Il est donc bien question de mise en oeuvre : “une compétence débouche nécessairement sur une action (…) [celle-ci] peut être une action manuelle, mais aussi une action intellectuelle. L’action que produit la compétence est utile, fonctionnelle ; elle a un but. (…) ce qu’une compétence est capable de produire, c’est une action visant un but et donc intentionnelle et non pas seulement un comportement ” (Rey et al., 2006)

Si l’on poursuit cette idée de fonctionnalité, il est intéressant de noter que les auteurs précisent que “la notion de comportement, notamment, comme d’ailleurs celle d’opération (chez Piaget), relève de la psychologie. La notion de tâche, au contraire, est une notion du sens commun. Une tâche a un sens et une fonction au sein des activités socialement reconnues d’une culture donnée. ” (Rey et al., 2006)

Nous voilà au coeur des enjeux de l’enfance : permettre à l’enfant de développer des compétences, des aptitudes à agir sur le monde. Mais sur le “vrai ” monde, celui des “activités socialement reconnues ” (Rey et al., 2006) et non sur un monde artificiel, aseptisé, créé de toute pièce pour l’apprentissage.

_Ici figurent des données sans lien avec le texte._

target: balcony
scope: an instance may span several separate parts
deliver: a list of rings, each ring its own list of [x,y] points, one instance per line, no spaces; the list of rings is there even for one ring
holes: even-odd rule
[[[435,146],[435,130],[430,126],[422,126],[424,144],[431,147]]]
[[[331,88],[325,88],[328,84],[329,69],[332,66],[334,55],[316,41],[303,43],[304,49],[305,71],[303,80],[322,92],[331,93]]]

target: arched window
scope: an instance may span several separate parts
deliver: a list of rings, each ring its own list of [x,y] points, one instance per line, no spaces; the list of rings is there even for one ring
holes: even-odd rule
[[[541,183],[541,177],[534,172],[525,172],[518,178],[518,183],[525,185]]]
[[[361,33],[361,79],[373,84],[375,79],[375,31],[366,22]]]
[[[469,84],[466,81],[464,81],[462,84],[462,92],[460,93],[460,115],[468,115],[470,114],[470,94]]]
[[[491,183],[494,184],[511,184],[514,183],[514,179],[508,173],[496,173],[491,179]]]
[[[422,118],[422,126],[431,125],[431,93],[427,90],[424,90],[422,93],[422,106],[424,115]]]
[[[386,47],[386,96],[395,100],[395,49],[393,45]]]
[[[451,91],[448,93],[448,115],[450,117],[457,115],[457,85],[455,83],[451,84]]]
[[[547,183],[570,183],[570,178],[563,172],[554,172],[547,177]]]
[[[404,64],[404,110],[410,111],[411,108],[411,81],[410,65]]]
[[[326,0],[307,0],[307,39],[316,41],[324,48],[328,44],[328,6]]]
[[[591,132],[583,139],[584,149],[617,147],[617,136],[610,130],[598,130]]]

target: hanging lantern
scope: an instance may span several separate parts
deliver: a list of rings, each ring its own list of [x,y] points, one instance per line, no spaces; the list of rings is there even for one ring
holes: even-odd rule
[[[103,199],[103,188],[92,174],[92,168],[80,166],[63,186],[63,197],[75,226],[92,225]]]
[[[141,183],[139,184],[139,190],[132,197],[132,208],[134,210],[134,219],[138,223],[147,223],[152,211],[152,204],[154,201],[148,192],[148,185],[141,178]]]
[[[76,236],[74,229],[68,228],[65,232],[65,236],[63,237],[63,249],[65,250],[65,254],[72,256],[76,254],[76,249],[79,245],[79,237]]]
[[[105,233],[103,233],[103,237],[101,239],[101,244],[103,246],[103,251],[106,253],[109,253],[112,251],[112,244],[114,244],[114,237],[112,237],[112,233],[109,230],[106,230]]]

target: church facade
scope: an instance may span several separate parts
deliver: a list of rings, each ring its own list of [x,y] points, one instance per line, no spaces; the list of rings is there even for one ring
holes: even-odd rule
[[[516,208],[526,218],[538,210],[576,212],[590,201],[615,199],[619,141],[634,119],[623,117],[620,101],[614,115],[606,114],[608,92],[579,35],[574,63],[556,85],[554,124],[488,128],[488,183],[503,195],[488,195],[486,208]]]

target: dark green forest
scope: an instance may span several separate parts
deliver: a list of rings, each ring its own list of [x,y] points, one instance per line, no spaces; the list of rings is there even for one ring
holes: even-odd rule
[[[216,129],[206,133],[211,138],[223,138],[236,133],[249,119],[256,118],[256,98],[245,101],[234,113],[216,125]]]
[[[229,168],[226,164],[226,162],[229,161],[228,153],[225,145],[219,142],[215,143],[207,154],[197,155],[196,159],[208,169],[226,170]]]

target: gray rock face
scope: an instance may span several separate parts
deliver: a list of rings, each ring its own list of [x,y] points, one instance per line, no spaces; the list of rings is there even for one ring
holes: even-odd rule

Prendre le temps d’aller jusqu’à la boulangerie avec son enfant, le laisser passer commande, choisir avec lui les pièces nécessaires au payement du pain… ou proposer à l’enfant une séance de calcul, à l’aide d’un logiciel informatique dit “éducatif ” ?

Donner le temps à l’enfant de construire un bateau, lui faire choisir le matériel nécessaire, expérimenter les phénomènes de flottaison… ou lui offrir un beau bateau, qu’il posera tel quel sur l’eau et qui flottera tout seul, sans nécessité de réflexion, de construction, d’action ?

Faire le choix de la démarche ou le choix du seul résultat ? Faire le choix de la maîtrise ou de la consommation ? Mettre l’enfant face à des situations complexes (à différencier de “compliquées”), multifactorielles, qui nécessiteront l’appel à des apprentissages antérieurs, ou le placer en position de consommateur d’une éducation toute faite, prête à gober ?

Ces choix sont bien plus que des intentions pédagogiques, ou purement didactiques. Ils forgent le regard que chacun, adulte comme enfant, pose sur le monde dans lequel il pense, dans lequel il agit. Il fonde la société dans son essence et dans son fonctionnement.

Sources :
JONNAERT, Philippe, 2009, Compétences et socioconstructivisme, un cadre théorique, De Boeck, Bruxelles.
REY, Bernard, CARETTE, Vincent, DEFRANCE, Anne, KAHN, Sabine, 2006, Les compétences à l’école, De Boeck, Bruxelles.